Warentest schaut sich kurz vor Weihnachten Saugroboter an. Der Test verwirrt etwas, weil er genau genommen drei verschiedene Kategorien von Maschinen betrachtet. Zuerst die reinen Saugroboter, dann Geräte, die neben Saugen auch noch feucht Wischen können. Und schließlich unterscheiden sich die Maschinen darin, ob sie mit einer großen Dockingstation geliefert werden, oder ob sie nur einen kleinen Staubbehälter haben, der spätestens alle zwei Tage gelehrt werden will. Entsprechend groß ist die Preisspanne: Das Feld fängt bei 200 Euro an und endet bei 1400 Euro – dem siebenfachen Betrag (Den ganzen Test können Sie gegen Gebühr hier einsehen).
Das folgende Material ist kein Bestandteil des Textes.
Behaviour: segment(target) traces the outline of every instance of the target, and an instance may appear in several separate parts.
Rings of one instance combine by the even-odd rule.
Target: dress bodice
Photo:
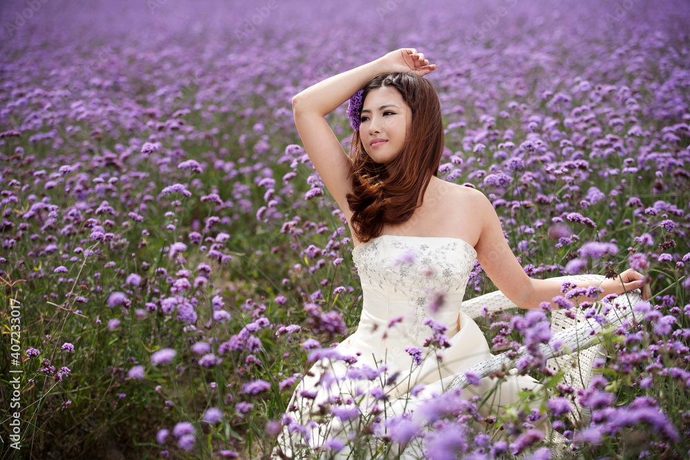
[[[385,328],[402,317],[402,330],[417,343],[430,334],[424,325],[428,317],[455,328],[477,257],[469,243],[384,234],[357,246],[352,254],[362,283],[360,328]]]

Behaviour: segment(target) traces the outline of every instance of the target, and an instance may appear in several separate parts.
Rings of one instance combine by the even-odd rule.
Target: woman
[[[363,305],[357,331],[321,355],[293,396],[289,426],[279,440],[288,456],[297,435],[319,446],[347,431],[340,428],[353,414],[424,414],[425,401],[491,356],[479,328],[460,309],[475,259],[520,308],[547,302],[558,308],[551,299],[561,294],[561,281],[526,274],[484,194],[437,177],[444,146],[440,105],[422,78],[436,68],[416,49],[402,48],[293,98],[304,148],[352,232]],[[351,156],[324,119],[348,99],[355,130]],[[600,288],[607,295],[643,286],[649,298],[643,275],[629,269]],[[425,345],[441,360],[435,352],[422,359]],[[482,407],[488,414],[518,402],[523,388],[540,386],[526,376],[510,375],[497,386],[486,378],[463,397],[492,392]],[[307,423],[319,412],[337,417]]]

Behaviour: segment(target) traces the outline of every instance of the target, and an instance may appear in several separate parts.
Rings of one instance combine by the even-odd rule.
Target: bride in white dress
[[[319,352],[299,383],[286,414],[292,425],[284,427],[275,458],[303,458],[299,443],[315,448],[339,437],[346,441],[343,425],[357,414],[423,415],[426,401],[491,357],[481,330],[460,310],[475,259],[520,308],[546,302],[558,308],[551,299],[561,293],[561,282],[526,274],[484,194],[437,177],[444,146],[440,105],[422,78],[436,68],[415,48],[402,48],[293,99],[304,148],[350,227],[363,303],[357,330]],[[355,132],[348,155],[324,117],[351,97]],[[602,283],[601,295],[644,283],[631,269],[621,278]],[[518,402],[521,390],[541,388],[517,374],[473,383],[462,397],[491,394],[481,408],[486,415]],[[312,418],[319,414],[337,417],[316,423]],[[336,446],[347,457],[348,450]],[[403,457],[413,458],[413,451],[421,452],[408,448]]]

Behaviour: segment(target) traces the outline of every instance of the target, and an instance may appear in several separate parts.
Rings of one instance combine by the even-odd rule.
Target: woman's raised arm
[[[344,103],[376,75],[415,72],[424,75],[436,68],[415,48],[401,48],[310,86],[293,97],[295,125],[304,150],[345,217],[351,212],[345,195],[351,191],[349,161],[324,117]]]
[[[520,262],[513,254],[495,210],[489,199],[479,190],[473,191],[473,214],[476,217],[477,225],[482,232],[475,249],[477,261],[486,275],[496,287],[513,303],[520,308],[537,309],[542,302],[549,302],[553,310],[560,307],[552,299],[561,295],[561,281],[555,279],[536,279],[530,278],[525,273]],[[575,283],[578,288],[591,286],[585,282]],[[617,279],[607,279],[601,283],[604,290],[600,299],[609,294],[622,294],[640,288],[642,298],[647,300],[651,297],[649,283],[644,276],[629,268]],[[573,297],[580,303],[592,301],[584,295]]]

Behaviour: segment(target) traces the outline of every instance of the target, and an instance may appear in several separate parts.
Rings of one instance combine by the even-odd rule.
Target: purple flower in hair
[[[350,126],[355,131],[359,130],[359,110],[362,110],[362,95],[364,90],[359,90],[350,98],[347,105],[347,116],[350,119]]]

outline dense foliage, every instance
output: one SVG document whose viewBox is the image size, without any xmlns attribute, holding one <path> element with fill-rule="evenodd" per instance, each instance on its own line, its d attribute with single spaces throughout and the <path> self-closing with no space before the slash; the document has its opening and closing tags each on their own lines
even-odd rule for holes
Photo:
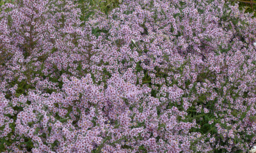
<svg viewBox="0 0 256 153">
<path fill-rule="evenodd" d="M 0 151 L 248 152 L 253 15 L 219 0 L 115 3 L 2 6 Z"/>
</svg>

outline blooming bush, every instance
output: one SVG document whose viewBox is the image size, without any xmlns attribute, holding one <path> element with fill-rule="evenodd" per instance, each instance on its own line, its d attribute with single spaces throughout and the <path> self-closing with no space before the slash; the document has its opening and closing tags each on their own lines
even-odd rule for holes
<svg viewBox="0 0 256 153">
<path fill-rule="evenodd" d="M 0 14 L 0 150 L 246 152 L 256 20 L 224 1 L 71 0 Z"/>
</svg>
Das Monster der Saug- und Wischroboter

Immerhin sechs Geräte schnitten gut ab, vier ausreichend, der Rest ist befriedigend. Das beste Gerät im Test ist auch das teuerste, der Roborock S7 MaxV Ultra. Die Tester schreiben: „Er punktet vor allem beim Saugen auf Hartboden und überzeugt mit Servicestation und guter Handhabung.“ Die Ultra-Version des Roborocks kommt mit einer wahrhaft gigantischen Servicestation. Sie saugt nicht allein den Staub ab, sondern wechselt das Wischwasser und reinigt das Wischpad. Der Komfort kostet dann aber auch 1400 Euro. Zudem ist die Station alles andere als unauffällig, sie benötigt deutlich Platz am Boden und dürfte alle Blicke auf sich ziehen.